Da kam er zu mir und wollte mich anfassen, doch meine Reflexe verhinderten das. Irgendwie trat ich ihm das Messer aus der Hand, boxte ihm in den Magen und wirbelte ihn herum, so dass er auf dem Rücken lag und nach Luft schnappte.
„Verschwinde und halte dich fern von Kindern und Mädchen!", zischte ich wütend.
„Du hast mir gar nichts zu sagen, Schlampe!"
Ich hielt ihm das Messer bedrohlich nah an seine Kehle. „Oh doch, oder ich rufe jetzt die Polizei und sie verhaften dich!"
„Okay, schon gut, ich hau schon ab!" Er rappelte sich auf und ging rückwärts aus dem Hof.
Als er weg war, warf ich das Messer in eine Ecke und ging langsam zu dem Mädchen. „Hey, ist alles in Ordnung, hat er dir etwas getan?"
Sie saß an die Wand gelehnt da und weinte.
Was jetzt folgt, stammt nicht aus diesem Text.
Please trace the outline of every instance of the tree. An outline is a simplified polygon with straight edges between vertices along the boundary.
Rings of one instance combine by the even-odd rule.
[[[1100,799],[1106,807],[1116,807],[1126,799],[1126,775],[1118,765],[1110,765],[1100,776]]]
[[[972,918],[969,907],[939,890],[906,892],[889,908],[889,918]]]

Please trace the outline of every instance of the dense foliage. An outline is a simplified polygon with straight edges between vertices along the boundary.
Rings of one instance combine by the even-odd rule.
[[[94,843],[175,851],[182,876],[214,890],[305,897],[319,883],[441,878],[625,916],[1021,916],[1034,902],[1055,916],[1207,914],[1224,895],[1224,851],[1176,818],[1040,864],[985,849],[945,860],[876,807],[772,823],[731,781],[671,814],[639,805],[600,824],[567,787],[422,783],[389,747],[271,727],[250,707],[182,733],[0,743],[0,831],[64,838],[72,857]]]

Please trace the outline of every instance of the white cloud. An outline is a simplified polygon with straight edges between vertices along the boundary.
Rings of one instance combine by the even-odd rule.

Als Antwort auf meine Frage schüttelte sie bloß ihren Kopf.
„Soll ich dich nach Hause bringen?", fragte ich. Ich konnte sie nicht einfach hier alleine sitzen lassen.
Sie hob vorsichtig ihren Blick und musterte mich, dann nickte sie zaghaft.
Ich half ihr beim Aufstehen und führte sie zu meinem Auto. Sie setzte sich auf den Beifahrersitz und als ich hinter dem Steuer saß, fragte ich: „Wo wohnst du denn?"
Stockend gab sie mir ihre Adresse und ich fuhr los. Sie stand unter Schock und um sie ein bisschen abzulenken fragte ich sie nach ihrem Namen.
„Liv!", antwortete sie und sah aus dem Fenster.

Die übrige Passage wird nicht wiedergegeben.